I wrote a letter to a senior clergyman at the beginning of November last year, in which I shared some very personal thoughts about my own situation and also asked a couple of very pertinent questions. So far I have not had the favour of even an acknowledgement, let alone a reply, from someone I should have thought would be bound to feel some pastoral responsibility for me.
So this something of a painful place from which to write; as I visit those feelings, however, I am also aware of the times when I myself have not responded as I could or should have done to the pastoral calls others have made on me. The reason why was not that I couldn't be bothered or that I lacked interest in the wellbeing of the person asking for my help - more to do with feeling overloaded, or mismanaging priorities, or simply overlooking or misunderstanding what was being asked of me.
So, being able to see the situation from both sides, I do understand how it is that things don't get done that perhaps should get done. I can see that for the hard-pressed recipient of lots of requests for help, advice, direction and pastoral support, each individual delay or failure to respond to a first request is (a) explicable and even allowable, and (b) doesn't necessarily feel all that important in the cosmic scheme of things. I've been on that side of the equation and I know about the pressure of demands on one's time and effort, and how many different people want a part of one (though I also know just how bad I've ended up feeling when I've realised - sometimes too late - that I've not responded as I should have to someone's need or distress!).

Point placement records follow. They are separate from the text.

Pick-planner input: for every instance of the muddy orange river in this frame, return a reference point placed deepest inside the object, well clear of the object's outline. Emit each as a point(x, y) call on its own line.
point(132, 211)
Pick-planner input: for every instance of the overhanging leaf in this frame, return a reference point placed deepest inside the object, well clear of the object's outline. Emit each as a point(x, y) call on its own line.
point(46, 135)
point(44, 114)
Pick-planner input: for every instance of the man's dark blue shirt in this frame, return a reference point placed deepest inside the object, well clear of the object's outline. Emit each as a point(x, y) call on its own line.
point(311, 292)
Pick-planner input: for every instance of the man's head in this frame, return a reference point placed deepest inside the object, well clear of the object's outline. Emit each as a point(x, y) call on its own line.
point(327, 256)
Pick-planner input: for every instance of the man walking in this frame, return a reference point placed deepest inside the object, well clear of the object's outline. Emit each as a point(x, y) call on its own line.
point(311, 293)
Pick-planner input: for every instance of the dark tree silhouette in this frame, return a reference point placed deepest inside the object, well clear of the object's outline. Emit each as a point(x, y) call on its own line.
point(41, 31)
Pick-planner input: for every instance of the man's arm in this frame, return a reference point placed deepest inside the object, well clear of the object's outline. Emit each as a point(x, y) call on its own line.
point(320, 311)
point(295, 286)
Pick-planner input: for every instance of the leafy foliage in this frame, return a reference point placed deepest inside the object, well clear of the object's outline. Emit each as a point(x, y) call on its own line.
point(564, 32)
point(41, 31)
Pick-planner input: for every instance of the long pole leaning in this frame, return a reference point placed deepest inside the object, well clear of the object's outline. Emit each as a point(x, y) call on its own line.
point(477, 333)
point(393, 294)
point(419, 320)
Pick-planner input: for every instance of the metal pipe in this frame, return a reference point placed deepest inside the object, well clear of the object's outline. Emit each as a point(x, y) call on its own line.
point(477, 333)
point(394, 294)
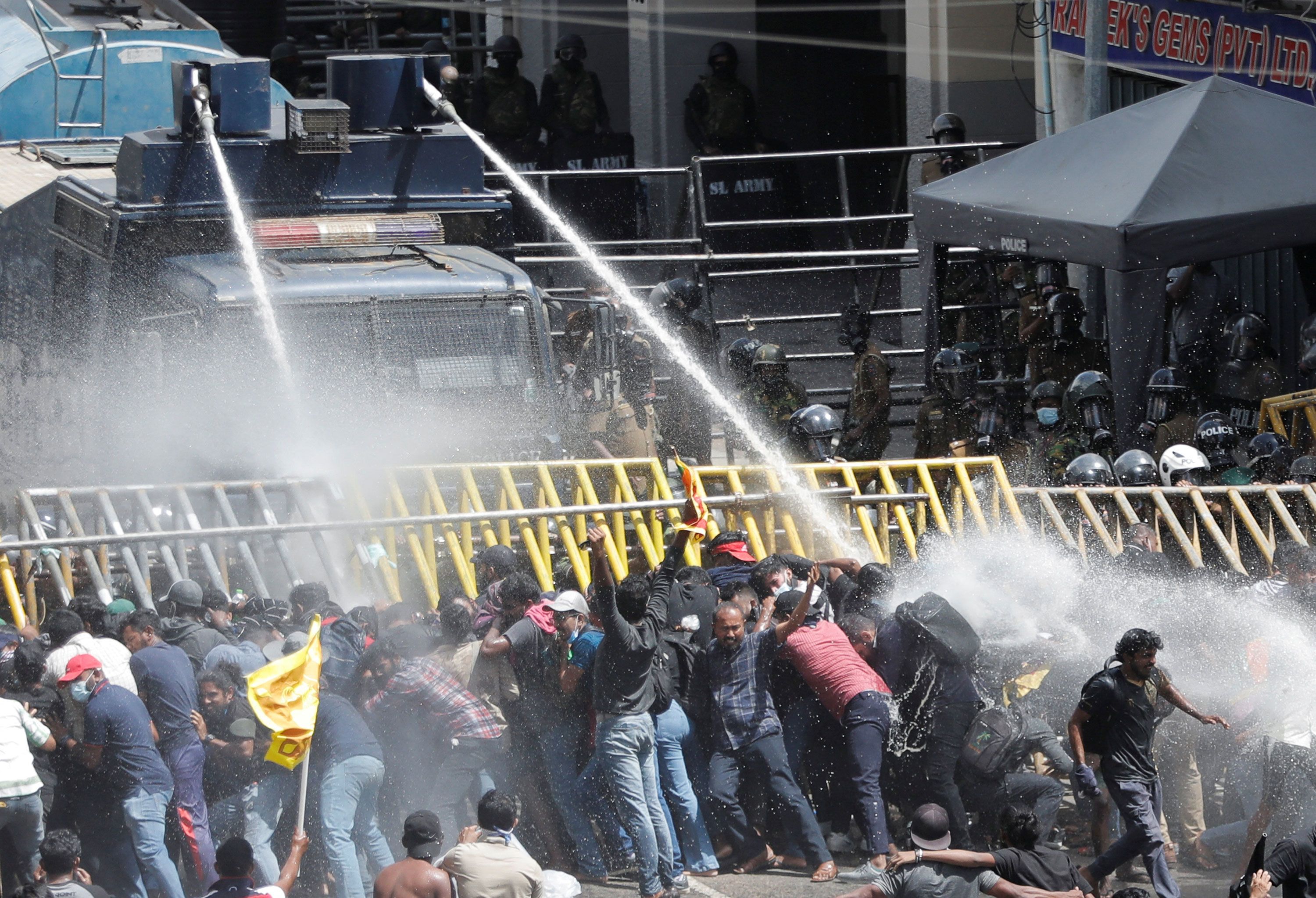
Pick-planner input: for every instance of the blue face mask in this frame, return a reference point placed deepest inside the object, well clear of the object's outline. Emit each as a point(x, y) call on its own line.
point(81, 692)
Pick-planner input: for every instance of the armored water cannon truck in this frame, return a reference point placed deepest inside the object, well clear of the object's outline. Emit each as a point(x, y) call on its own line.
point(132, 340)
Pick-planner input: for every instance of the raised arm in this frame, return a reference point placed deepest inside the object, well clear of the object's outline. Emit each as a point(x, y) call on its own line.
point(1170, 693)
point(802, 610)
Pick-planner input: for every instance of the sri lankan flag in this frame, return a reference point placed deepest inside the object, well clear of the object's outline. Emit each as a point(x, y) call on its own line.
point(285, 696)
point(698, 527)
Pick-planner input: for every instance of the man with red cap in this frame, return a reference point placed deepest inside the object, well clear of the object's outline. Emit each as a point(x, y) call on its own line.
point(730, 559)
point(119, 746)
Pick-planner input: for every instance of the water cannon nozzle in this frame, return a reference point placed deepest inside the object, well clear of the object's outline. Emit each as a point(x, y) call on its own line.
point(440, 102)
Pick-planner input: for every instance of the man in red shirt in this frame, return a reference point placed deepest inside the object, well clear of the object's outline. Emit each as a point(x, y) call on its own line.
point(856, 696)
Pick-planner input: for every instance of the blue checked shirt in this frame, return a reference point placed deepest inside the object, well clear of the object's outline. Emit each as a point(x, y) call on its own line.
point(743, 708)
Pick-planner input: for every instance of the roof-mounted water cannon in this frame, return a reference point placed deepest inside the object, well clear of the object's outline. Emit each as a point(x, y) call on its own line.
point(236, 97)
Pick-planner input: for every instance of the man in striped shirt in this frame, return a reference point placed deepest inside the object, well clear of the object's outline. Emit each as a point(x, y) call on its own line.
point(20, 787)
point(419, 692)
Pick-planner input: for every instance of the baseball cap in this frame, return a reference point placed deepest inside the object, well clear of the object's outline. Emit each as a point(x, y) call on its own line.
point(570, 601)
point(78, 665)
point(931, 827)
point(186, 593)
point(732, 543)
point(422, 827)
point(499, 557)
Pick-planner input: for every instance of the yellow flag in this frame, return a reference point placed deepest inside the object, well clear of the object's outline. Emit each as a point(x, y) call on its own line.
point(285, 696)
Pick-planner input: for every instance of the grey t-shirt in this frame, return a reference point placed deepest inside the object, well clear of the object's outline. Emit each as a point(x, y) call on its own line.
point(935, 881)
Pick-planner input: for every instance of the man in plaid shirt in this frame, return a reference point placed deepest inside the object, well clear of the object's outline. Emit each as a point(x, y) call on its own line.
point(419, 690)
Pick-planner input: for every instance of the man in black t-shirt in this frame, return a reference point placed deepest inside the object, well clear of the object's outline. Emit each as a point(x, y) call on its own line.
point(1118, 709)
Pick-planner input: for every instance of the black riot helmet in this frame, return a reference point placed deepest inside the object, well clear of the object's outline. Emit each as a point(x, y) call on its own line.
point(991, 426)
point(723, 58)
point(1216, 438)
point(1270, 456)
point(570, 49)
point(1248, 336)
point(1136, 468)
point(1307, 343)
point(812, 430)
point(1303, 471)
point(740, 357)
point(507, 52)
point(856, 324)
point(1168, 393)
point(1090, 402)
point(955, 374)
point(1066, 313)
point(679, 295)
point(1089, 469)
point(948, 128)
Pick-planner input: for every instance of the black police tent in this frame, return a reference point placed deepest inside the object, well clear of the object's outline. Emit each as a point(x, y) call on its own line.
point(1207, 172)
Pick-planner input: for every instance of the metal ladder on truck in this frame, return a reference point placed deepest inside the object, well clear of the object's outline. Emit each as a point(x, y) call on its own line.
point(102, 45)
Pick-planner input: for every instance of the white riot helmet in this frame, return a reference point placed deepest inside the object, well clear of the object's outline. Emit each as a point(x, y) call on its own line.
point(1181, 459)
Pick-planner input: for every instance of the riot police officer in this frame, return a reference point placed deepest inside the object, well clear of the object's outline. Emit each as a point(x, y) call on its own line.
point(1089, 417)
point(1172, 411)
point(1047, 399)
point(1057, 349)
point(947, 414)
point(1199, 305)
point(720, 115)
point(683, 417)
point(811, 434)
point(740, 361)
point(947, 128)
point(1270, 457)
point(504, 107)
point(1249, 374)
point(1216, 438)
point(570, 98)
point(868, 428)
point(773, 397)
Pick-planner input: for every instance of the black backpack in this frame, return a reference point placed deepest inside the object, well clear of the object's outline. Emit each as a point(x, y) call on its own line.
point(991, 742)
point(1095, 727)
point(943, 629)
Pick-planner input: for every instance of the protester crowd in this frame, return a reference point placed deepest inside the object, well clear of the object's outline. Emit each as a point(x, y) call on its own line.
point(694, 721)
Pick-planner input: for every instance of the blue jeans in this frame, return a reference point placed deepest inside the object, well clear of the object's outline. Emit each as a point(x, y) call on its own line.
point(624, 746)
point(274, 793)
point(1140, 809)
point(23, 818)
point(186, 763)
point(676, 739)
point(561, 747)
point(349, 793)
point(145, 858)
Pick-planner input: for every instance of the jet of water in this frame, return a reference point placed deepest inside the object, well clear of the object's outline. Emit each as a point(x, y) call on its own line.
point(790, 478)
point(264, 306)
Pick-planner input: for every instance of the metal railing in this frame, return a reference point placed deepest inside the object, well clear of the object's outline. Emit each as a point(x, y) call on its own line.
point(412, 531)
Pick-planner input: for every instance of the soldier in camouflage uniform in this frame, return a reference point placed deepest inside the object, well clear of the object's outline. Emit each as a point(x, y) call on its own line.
point(570, 98)
point(947, 415)
point(626, 424)
point(772, 395)
point(503, 104)
point(868, 427)
point(720, 114)
point(1251, 373)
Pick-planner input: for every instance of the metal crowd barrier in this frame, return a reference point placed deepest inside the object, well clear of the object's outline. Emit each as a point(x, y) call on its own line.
point(1231, 526)
point(410, 532)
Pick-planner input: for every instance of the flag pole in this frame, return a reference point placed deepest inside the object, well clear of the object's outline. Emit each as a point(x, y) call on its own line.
point(302, 798)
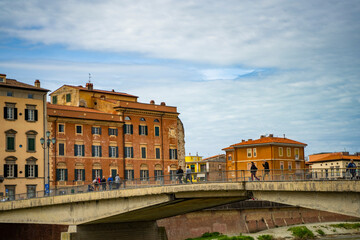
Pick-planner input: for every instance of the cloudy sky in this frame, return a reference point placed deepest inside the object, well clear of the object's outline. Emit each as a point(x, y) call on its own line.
point(235, 69)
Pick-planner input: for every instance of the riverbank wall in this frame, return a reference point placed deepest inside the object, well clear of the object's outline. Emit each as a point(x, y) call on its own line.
point(243, 217)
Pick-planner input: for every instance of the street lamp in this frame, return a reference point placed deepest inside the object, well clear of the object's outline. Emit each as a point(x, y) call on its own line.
point(46, 144)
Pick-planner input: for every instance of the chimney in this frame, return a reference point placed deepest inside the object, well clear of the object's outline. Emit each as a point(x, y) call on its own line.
point(37, 83)
point(89, 86)
point(3, 78)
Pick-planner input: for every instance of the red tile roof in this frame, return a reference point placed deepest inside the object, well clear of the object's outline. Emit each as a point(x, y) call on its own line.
point(81, 88)
point(266, 140)
point(12, 83)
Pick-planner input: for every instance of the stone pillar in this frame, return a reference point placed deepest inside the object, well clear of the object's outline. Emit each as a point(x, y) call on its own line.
point(124, 231)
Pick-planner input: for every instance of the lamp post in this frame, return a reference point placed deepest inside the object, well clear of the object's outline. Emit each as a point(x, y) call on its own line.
point(46, 144)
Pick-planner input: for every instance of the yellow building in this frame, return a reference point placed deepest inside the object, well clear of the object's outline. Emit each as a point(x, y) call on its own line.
point(196, 165)
point(285, 157)
point(22, 125)
point(332, 165)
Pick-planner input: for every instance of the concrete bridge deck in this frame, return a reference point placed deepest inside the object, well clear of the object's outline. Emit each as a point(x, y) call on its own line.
point(147, 204)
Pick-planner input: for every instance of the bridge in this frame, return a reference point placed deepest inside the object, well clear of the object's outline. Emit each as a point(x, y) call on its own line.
point(118, 210)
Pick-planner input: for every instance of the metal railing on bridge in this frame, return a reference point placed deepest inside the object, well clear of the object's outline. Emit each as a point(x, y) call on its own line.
point(320, 174)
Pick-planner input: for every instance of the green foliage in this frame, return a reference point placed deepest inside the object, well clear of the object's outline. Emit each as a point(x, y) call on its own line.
point(321, 232)
point(265, 237)
point(346, 225)
point(301, 232)
point(213, 234)
point(235, 238)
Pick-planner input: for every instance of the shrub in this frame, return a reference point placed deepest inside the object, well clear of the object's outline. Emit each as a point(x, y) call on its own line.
point(236, 238)
point(265, 237)
point(301, 232)
point(213, 234)
point(321, 232)
point(346, 225)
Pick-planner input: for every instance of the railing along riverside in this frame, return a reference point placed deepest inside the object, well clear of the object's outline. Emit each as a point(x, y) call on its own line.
point(274, 175)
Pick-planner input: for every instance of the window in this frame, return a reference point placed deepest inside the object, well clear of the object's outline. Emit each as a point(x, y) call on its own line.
point(143, 130)
point(249, 152)
point(96, 173)
point(143, 152)
point(61, 128)
point(158, 175)
point(129, 174)
point(144, 175)
point(281, 151)
point(78, 129)
point(31, 114)
point(10, 140)
point(61, 175)
point(96, 150)
point(173, 175)
point(288, 152)
point(79, 175)
point(79, 150)
point(10, 170)
point(61, 149)
point(10, 112)
point(113, 132)
point(96, 130)
point(113, 151)
point(128, 129)
point(173, 154)
point(31, 170)
point(129, 152)
point(10, 192)
point(31, 191)
point(296, 154)
point(157, 131)
point(282, 165)
point(31, 143)
point(157, 153)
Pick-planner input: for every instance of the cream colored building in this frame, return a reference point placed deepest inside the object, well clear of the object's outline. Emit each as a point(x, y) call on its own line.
point(332, 165)
point(22, 125)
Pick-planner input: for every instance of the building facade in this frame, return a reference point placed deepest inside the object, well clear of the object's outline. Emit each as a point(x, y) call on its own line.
point(104, 133)
point(22, 161)
point(332, 165)
point(285, 157)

For the supplicant, their need for help and support may be of such importance that they feel hardly able to survive without it; and they'll have little awareness of, or concern about, the fact that their letter is only one of a thousand requests and pressures and responsibilities. My letter when I wrote it was the single most important thing going on in my life: it took a week to write, and a degree of courage to send. It's hard to accept, but I have to, that it simply has to take its place, and it may not be a very high place, in the pile of stuff on the desk, the priorities in the diary, of the person to whom I wrote.
Having said that, to begin with an acknowledgement of receipt would at least have been mildly encouraging - something that just requires an element of thoughtful organisation. Gosh, though - maybe the fact that I didn't get one means my letter didn't even reach its destination in the first place! And after all that effort, too . . . still, it's given me something to reflect on this morning!